D’une part, il ressort des écritures mêmes de la société requérante que les travaux de construction du bâtiment commercial destiné à abriter le magasin Leroy Merlin sont achevés. D’autre part, il est constant qu’en sa qualité d’exploitante d’une grande surface de bricolage à Saintes, la société « Faites Vous-mêmes » conteste ainsi qu’elle le précise, le permis de construire du 13 mars 2026 en tant seulement qu’il vaut autorisation d’exploitation commerciale.
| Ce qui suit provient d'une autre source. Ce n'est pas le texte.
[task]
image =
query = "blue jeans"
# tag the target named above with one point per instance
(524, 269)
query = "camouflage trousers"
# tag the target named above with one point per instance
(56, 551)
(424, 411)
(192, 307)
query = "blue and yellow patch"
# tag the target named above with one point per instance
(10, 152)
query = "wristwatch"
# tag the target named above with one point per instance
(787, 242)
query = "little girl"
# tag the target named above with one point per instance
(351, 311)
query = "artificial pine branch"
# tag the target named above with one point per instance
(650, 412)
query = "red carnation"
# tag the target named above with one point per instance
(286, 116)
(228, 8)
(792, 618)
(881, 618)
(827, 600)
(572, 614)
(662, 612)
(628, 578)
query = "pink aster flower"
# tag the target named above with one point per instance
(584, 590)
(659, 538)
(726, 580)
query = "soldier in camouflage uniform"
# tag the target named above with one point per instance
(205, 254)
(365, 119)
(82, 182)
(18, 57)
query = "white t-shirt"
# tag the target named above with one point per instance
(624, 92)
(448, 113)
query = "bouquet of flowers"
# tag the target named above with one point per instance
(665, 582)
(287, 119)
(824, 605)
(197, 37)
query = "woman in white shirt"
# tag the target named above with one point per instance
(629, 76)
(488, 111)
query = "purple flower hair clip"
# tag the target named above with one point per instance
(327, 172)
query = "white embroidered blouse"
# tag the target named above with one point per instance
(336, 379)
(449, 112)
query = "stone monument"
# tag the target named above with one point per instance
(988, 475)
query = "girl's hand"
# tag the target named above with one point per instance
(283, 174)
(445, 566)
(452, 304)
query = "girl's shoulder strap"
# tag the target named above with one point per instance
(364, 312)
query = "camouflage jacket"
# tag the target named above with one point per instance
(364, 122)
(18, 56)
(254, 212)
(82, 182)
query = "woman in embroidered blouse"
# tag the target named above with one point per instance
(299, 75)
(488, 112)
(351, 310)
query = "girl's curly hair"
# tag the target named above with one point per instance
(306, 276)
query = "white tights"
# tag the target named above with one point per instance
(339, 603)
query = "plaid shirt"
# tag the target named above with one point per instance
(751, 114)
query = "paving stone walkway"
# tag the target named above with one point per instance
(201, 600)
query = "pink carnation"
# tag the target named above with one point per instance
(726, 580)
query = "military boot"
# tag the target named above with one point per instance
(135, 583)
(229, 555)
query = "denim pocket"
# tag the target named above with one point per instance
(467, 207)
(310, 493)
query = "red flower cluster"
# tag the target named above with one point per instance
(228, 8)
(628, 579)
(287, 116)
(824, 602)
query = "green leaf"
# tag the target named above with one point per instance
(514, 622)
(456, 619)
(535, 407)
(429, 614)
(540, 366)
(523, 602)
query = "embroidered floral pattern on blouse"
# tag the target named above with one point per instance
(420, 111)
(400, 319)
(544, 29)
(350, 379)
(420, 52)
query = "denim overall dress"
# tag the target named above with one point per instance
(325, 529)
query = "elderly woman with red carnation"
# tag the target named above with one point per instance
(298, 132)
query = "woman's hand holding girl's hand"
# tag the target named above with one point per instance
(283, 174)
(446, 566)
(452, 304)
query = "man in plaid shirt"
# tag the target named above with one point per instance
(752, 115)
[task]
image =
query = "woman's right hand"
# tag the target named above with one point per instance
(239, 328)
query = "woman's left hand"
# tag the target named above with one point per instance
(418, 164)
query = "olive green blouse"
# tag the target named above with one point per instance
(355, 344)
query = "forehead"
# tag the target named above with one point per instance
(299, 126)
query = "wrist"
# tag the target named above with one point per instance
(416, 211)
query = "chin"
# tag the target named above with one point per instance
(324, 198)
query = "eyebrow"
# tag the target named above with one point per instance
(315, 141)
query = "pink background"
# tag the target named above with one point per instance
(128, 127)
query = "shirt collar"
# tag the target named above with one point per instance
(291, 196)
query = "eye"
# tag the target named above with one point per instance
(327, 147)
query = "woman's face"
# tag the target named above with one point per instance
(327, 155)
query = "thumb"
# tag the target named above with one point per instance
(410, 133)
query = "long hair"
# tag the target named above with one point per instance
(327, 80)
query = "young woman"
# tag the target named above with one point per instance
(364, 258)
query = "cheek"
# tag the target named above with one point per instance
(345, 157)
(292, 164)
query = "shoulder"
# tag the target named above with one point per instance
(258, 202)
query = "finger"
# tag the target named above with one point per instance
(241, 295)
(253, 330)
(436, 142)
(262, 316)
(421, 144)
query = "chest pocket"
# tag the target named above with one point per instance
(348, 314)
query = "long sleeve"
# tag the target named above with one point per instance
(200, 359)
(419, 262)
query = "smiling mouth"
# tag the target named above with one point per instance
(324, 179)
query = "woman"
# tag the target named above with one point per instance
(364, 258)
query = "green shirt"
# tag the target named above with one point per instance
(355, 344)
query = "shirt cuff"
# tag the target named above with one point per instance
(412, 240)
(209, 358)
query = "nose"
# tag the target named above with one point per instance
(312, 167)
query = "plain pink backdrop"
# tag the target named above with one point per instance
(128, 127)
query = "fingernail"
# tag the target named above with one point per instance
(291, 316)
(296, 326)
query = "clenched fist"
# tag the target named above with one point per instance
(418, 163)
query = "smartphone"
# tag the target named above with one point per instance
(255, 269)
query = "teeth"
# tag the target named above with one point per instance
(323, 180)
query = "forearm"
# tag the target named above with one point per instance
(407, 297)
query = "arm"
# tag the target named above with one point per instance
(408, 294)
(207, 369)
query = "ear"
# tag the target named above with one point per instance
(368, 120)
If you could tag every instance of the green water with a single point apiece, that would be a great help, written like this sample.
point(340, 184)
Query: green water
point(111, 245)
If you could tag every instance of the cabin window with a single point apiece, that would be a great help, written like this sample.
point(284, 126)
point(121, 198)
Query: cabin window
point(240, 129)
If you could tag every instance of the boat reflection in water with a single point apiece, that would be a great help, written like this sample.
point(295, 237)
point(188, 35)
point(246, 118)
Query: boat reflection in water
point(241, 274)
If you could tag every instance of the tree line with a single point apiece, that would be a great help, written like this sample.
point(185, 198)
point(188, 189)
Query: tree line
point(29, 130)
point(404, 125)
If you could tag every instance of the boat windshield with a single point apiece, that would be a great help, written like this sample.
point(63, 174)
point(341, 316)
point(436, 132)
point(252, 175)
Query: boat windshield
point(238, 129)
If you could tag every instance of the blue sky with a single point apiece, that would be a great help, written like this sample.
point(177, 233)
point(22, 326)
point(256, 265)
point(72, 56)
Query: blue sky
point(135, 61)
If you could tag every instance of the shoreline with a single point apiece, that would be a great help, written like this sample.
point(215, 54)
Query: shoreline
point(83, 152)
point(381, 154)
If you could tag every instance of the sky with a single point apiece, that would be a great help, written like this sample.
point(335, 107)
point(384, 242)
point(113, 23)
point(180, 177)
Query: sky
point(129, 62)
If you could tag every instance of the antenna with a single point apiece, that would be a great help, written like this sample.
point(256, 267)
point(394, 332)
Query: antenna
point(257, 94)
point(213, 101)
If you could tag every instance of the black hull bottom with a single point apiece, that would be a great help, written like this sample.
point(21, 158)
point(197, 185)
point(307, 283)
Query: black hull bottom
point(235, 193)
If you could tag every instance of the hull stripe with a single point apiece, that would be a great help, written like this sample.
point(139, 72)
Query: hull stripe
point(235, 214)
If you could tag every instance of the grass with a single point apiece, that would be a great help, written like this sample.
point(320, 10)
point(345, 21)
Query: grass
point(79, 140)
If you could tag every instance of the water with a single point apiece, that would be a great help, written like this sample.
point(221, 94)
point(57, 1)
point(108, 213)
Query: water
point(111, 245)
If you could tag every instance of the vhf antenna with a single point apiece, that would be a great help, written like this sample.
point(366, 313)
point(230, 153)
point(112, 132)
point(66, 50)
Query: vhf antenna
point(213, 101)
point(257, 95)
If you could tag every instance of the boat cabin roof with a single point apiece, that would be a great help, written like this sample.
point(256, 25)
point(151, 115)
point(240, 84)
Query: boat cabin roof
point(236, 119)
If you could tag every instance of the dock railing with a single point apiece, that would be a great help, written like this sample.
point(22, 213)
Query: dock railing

Pour demander la suspension de l’arrêté en date du 13 mars 2026 par lequel le maire de Saint-Georges-des-Coteaux a délivré à la société Leroy Merlin un permis de construire, en tant qu’il vaut autorisation d’exploitation commerciale, la société «Faites Vous-mêmes », qui exploite depuis de nombreuses années à Saintes un magasin à grande surface de bricolage, d’une surface de vente de 10 748 m2, se borne à soutenir que le bâtiment en litige est achevé et qu’il s’apprête à ouvrir au public le 14 avril prochain. Si elle produit une analyse émanant d’un cabinet d’études et de conseil qu’elle a mandaté, concluant, aux termes d’une analyse purement descriptive, que l’ouverture du magasin Leroy Merlin risque d’impacter à terme, à hauteur de 30 % son chiffre d’affaires ainsi que celui des autres enseignes de bricolage, elle n’apporte aucun autre élément, relatif notamment à l’emploi, de nature à démontrer que cette ouverture porte gravement atteinte à sa situation économique ou à celle des autres grandes surfaces de bricolage. Enfin, et alors que la société Leroy Merlin a modifié son projet et obtenu une nouvelle autorisation d’exploitation commerciale, la requérante ne peut utilement se prévaloir de l’annulation du précédent permis de construire valant autorisation d’exploitation commerciale pour établir l’intérêt public s’attachant à la suspension demandée et par suite, l’urgence invoquée.
Il résulte de tout ce qui précède que, faute d’urgence, la demande de suspension ainsi que les conclusions présentées sur le fondement de l’article L. 761-1 du code de justice administrative doivent être rejetées selon la procédure prévue par l’article L. 522-3 du même code.
ORDONNE :
Article 1er : La requête de la société « Faites Vous-mêmes » est rejetée.
Article 2 : La présente ordonnance sera notifiée à la société « Faites Vous-mêmes ».
Fait à Bordeaux, le 14 avril 2026.
La juge des référés
E. BALZAMO
La République mande et ordonne au ministre de l’économie, des finances et de la souveraineté industrielle, énergétique et numérique en ce qui le concerne, et à tous commissaires de justice à ce requis, en ce qui concerne les voies de droit commun contre les parties privées, de pourvoir à l’exécution de la présente décision.